The assignments (both written and programming parts) are ** due at the beginning of the class on the day specified on the assignment.** In general, no extensions will be granted.

**Collaborations:**
No collaboration on homework assignments, programs, and exams is permitted unless you are specifically instructed to work in groups.

Matlab is a mathematical tool for numerical computation and manipulation, with excellent graphing capabilities. It provides a great deal of support and capabilities for things you will need to run Machine Learning experiments. The CSSD at UPitt offers free student licenses for Matlab. The info about how to get a licence please check the following link to the Matlab CSSD page . Note that in addition, Matlab is available for use in the university computing labs. See the CSSD web page for the details.

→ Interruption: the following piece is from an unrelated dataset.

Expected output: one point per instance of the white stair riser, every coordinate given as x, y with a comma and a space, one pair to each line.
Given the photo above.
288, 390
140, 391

**Other Matlab resources on the web:**

Online
MATLAB documentation

Online
Mathworks documentation including MATLAB toolboxes

** Grading:**
Your grade for the course will be determined as follows:

- Homework assignments: 50%
- Midterm: 20%
- Final exam: 25%
- Lectures (attendance/activity): 5%

** Cheating policy:**
Cheating and any other anti-intellectual behavior, including giving your work to someone else, will be dealt
with severely and will result in the Fail (F) grade. If you feel you may have violated the rules
speak to us as soon as possible. Please make sure you read, understand and abide by
the Academic Integrity Code for the Faculty and College of Arts and Sciences.
Cheating and any other anti-intellectual behavior, including giving your work to someone else,
will be dealt with severely and will result in the Fail (F) grade. If you feel you may have
violated the rules speak to us as soon as possible. Please make sure you read, understand and
abide by the Academic Integrity Code for the University of Pittsburgh
and Faculty and College of Arts and Sciences.

** Students With Disabilities:**

If you have a disability for which you are or may be requesting an accommodation,
you are encouraged to contact both your instructor and Disability Resources and Services (DRS),
140 William Pitt Union, (412) 648-7890, drsrecep@pitt.edu, (412) 228-5347 for P3 ASL users, as early as possible in the term.
DRS will verify your disability and determine reasonable accommodations for this course.